Her femininity is like a beacon. This once far-off light which I am journeying towards. I wander from the abstract, from a land of dreams, towards a reality. I look up to her for her grounded-ness, for how she embodies the feminine, for how she creates space for all women through what she does and how she does it, for how she supports the community.
I once remarked to ex-Mistress that had I been born female, I would hope for that self, that she become a dominatrix. I do believe that Sex Work can be a deeply empowering career choice, the ultimate rejection of the patriarchy, and so I find myself emotionally drawn to and supportive of those women in the community who speak out, speak up, and who stand for the rights of sex workers, who role model.

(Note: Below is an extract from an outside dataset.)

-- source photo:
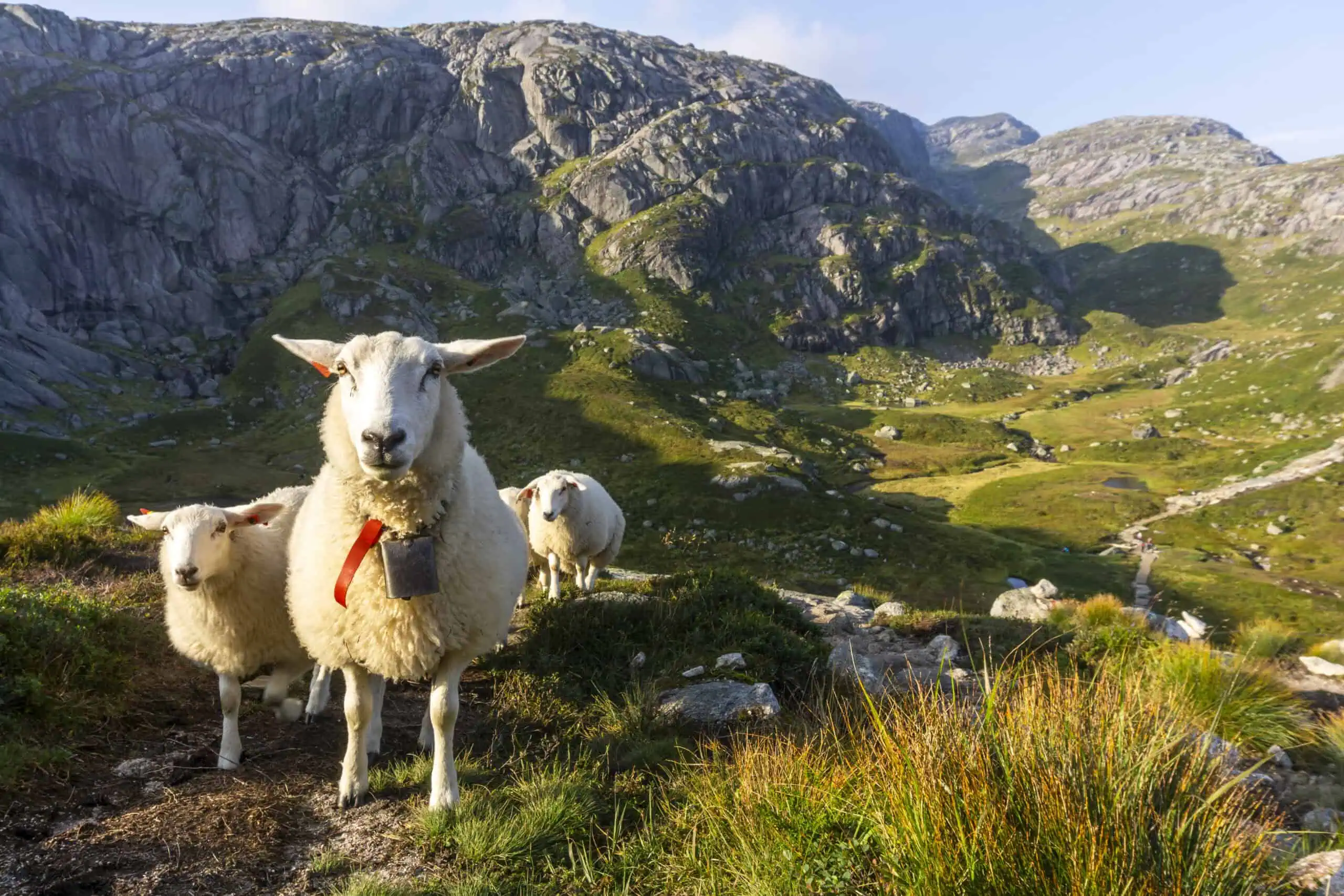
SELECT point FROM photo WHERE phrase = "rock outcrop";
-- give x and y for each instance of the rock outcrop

And while we play, and the bounds of play are just the same as they always have been, I am no longer in need of submission of any kind. I do not feel that I have any reason to apologize. I do not feel ashamed anymore, because I am no longer a man. And that feeling is curiously liberating. There was something about being a man that made me feel I needed to “do” something. That seems to have fallen away, and left me happy to just be, to be in the moment. Ex-mistress asked this of me, but I either didn’t understand or was incapable or just disregarded the request as impossible—it was alien. And perhaps this is not something tied to gender, and that there are men who are capable of doing/being this way. In my case, it was rewiring my gendered brain that has changed things.
The path forward
My skin is alive. I feel as if I have twice the nerve endings I had before. As a formerly sensuous male, I am going nuts as a female…the choices of fabric on my skin, the sensation of touch. Everything is so much more sensitive.
How can a man not be a bull in a china shop when it comes to touch, a lumbering oaf, when he cannot feel even himself? That is what I feel like in relation to myself. Being asked to touch with sensitivity is so much harder when you don’t know what it feels like to receive touch in that way.

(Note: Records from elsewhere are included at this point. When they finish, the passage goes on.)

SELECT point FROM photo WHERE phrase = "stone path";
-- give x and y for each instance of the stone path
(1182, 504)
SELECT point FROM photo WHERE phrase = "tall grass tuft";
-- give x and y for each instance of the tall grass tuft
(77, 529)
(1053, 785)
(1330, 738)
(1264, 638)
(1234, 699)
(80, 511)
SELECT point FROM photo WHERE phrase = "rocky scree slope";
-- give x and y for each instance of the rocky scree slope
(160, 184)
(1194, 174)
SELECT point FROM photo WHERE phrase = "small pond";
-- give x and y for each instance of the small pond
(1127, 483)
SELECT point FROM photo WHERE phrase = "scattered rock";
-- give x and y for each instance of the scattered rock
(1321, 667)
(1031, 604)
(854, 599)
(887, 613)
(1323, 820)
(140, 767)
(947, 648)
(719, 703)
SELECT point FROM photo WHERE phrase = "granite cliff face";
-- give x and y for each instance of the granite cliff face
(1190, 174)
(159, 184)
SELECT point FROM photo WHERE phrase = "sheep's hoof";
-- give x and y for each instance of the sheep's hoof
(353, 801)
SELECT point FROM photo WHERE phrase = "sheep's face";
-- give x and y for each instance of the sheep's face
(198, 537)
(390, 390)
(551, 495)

And as someone who has discovered that touch is my primary love language, even when I hid from that my whole life, I feel like I am getting a double dose of pleasure as I explore—one because how I give and receive love through touch has become apparent, but also that my sensitivity to it has changed.
And what of the dominatrix?
Even if I am not submissive or submitting on the terms or in the ways in which I knew, I am drawn to the dominatrix as a form of the company I keep. I cannot be one. That recognition makes me respect them all the more. And well, friendship begins with respect.
Still, even though I am not a masochist, I remain drawn to being marked, curious about being whipped, caned, pushed across the line. What do I do with that?